Par conséquent, nous ne disposerons toujours pas des statistiques précises sur le changement de la structure de la population, opéré pendant et après la guerre, de même que sur les destructions des milliers d’immeubles, d’usines, d’écoles et autres bâtiments.

Les Bosniaques se réfèrent aux normes d’Eurostat et exigent que le recensement ne comprenne pas de questions obligatoires sur la confession, l’appartenance nationale ou la langue parlée, estimant que cela ne ferait que "légaliser le nettoyage ethnique".

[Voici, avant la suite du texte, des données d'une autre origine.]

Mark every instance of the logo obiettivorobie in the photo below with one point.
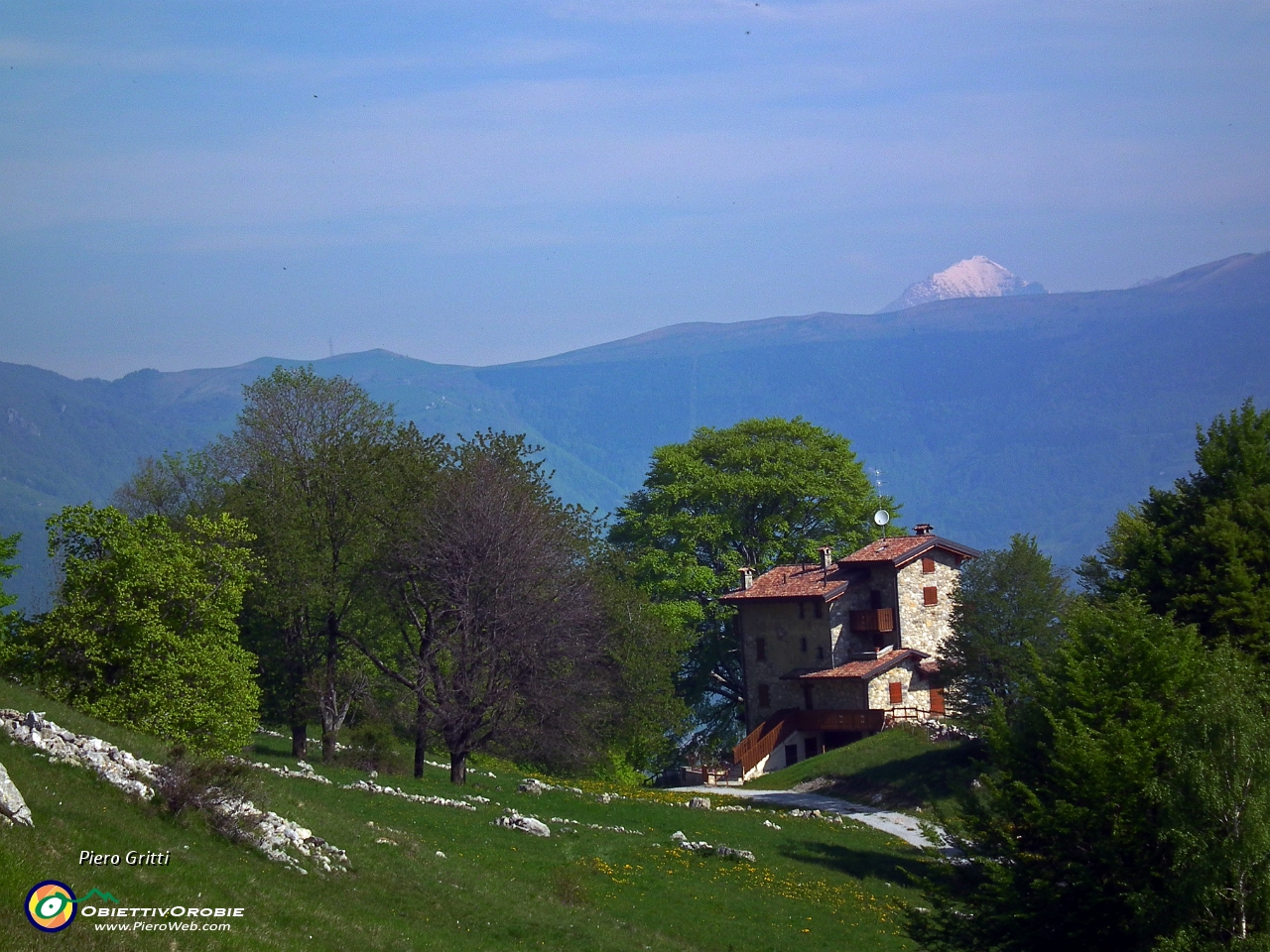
(51, 905)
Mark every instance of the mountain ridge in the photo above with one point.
(1040, 414)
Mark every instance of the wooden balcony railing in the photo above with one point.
(873, 621)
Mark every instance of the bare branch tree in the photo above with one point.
(502, 631)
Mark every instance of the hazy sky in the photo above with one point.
(203, 182)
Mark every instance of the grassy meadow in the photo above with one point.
(898, 770)
(815, 885)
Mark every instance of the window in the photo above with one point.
(938, 701)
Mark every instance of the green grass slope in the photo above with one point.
(898, 769)
(815, 885)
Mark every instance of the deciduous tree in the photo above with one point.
(502, 633)
(305, 463)
(145, 630)
(756, 494)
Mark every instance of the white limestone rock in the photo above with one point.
(13, 807)
(512, 820)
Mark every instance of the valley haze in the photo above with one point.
(985, 416)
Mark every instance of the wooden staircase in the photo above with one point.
(776, 729)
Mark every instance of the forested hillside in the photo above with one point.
(1040, 414)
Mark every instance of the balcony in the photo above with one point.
(874, 621)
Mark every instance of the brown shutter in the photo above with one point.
(938, 701)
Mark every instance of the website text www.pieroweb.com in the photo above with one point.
(54, 906)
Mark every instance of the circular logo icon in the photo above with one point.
(51, 905)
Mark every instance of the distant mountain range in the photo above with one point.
(971, 277)
(987, 416)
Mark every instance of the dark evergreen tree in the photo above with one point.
(1202, 549)
(1008, 608)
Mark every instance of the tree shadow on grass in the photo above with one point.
(933, 775)
(857, 864)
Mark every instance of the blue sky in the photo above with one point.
(203, 182)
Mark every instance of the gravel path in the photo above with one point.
(887, 820)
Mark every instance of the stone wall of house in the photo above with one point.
(837, 694)
(793, 639)
(916, 688)
(858, 598)
(921, 626)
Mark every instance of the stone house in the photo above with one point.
(834, 651)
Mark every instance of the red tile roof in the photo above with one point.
(794, 581)
(905, 548)
(869, 667)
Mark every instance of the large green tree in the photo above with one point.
(1008, 608)
(1127, 803)
(1202, 549)
(145, 627)
(305, 465)
(757, 494)
(8, 551)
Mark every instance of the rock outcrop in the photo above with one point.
(13, 807)
(277, 837)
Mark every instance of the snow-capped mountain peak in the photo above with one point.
(973, 277)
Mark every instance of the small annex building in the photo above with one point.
(835, 651)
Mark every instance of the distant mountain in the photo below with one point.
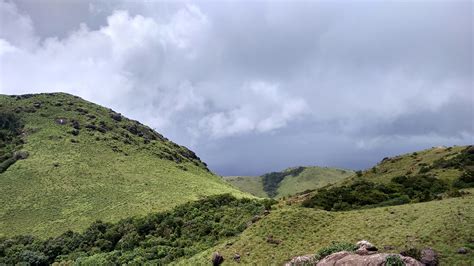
(289, 181)
(438, 183)
(65, 162)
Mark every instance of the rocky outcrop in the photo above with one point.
(365, 255)
(217, 259)
(348, 258)
(302, 260)
(429, 257)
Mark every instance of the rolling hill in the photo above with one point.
(289, 181)
(65, 162)
(444, 225)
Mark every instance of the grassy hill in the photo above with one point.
(65, 162)
(421, 176)
(444, 225)
(411, 164)
(249, 184)
(289, 181)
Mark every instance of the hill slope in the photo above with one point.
(417, 177)
(65, 162)
(289, 181)
(444, 225)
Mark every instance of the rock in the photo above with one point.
(115, 116)
(217, 259)
(306, 260)
(255, 218)
(364, 244)
(462, 250)
(237, 257)
(429, 257)
(364, 252)
(348, 258)
(272, 240)
(75, 124)
(21, 155)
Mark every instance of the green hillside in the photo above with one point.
(444, 225)
(411, 164)
(249, 184)
(65, 162)
(289, 181)
(420, 176)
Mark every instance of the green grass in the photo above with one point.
(308, 178)
(249, 184)
(444, 225)
(311, 178)
(157, 239)
(69, 181)
(410, 165)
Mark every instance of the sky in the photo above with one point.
(258, 86)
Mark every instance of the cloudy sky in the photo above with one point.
(258, 86)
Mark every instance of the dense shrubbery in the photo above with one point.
(272, 180)
(10, 141)
(361, 194)
(158, 238)
(335, 247)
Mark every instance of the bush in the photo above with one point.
(335, 247)
(365, 194)
(159, 238)
(394, 260)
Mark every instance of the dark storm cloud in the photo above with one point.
(258, 86)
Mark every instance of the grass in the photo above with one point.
(68, 181)
(249, 184)
(312, 177)
(444, 225)
(410, 164)
(309, 178)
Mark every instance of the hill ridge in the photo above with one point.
(83, 158)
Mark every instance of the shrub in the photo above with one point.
(159, 238)
(365, 194)
(394, 260)
(335, 247)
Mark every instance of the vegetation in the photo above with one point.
(394, 260)
(290, 181)
(361, 193)
(156, 238)
(333, 248)
(10, 139)
(249, 184)
(413, 164)
(87, 162)
(444, 225)
(273, 179)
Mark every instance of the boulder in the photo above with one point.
(429, 257)
(272, 240)
(462, 250)
(255, 218)
(348, 258)
(217, 259)
(237, 257)
(21, 155)
(365, 245)
(306, 260)
(61, 121)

Des questions très personnelles

Au Monténégro, le recensement risque d’accroître les tensions politiques puisqu'il prévoit des questions sur l’appartenance nationale et ethnique et sur la langue parlée. Les partis d’opposition craignent que le nombre de personnes qui oseront se déclarer Serbes parlant la langue serbe ne soit en diminution. Les appels aux Serbes du Monténégro pour qu'il se déclare fidèles de l’Eglise orthodoxe serbe se multiplient. Le recensement menace de déstabiliser la dynamique intérieure du Monténégro, ainsi que les rapports entre Belgrade et Podgorica.

Les citoyens de la Croatie ne seront pas épargnés non plus par cette politisation lorsqu’ils seront à leur tout appelés, en avril, à répondre aux 45 questions, dont certaines très personnelles. On leur demandera par exemple "s’ils vivent dans une union entre personnes du même sexe". Heureusement, aucune question ne fera référence aux "réfugiés" ou aux "personnes déplacées". Mais on se demandera sans doute pourquoi 41 000 bébés naissent chaque année en Croatie, alors qu’on y enregistre en même temps le décès de 54 000 personnes.

Le recensement sera organisé en Macédoine en avril. On a déjà préparé les questionnaires, et les autorités de Skopje ne s’attendent pas à des problèmes politiques puisque toutes les normes ont été respectées, les questions sur l’appartenance religieuse et nationale étant facultatives.

En Albanie, on recensera l’appartenance nationale et ethnique de la population afin de mettre fin à la controverse sur ce sujet. Les spécialistes estiment que cela permettra à de nombreux Albanais de demander la nationalité grecque et de profiter ainsi des retraites généreuses que la Grèce accorde à ses minorités.

En somme, le recensement mettra à jour beaucoup de vérités statistiques et pas moins de problèmes pratiques. A l’image des Balkans, dans l’antichambre de l’Union européenne.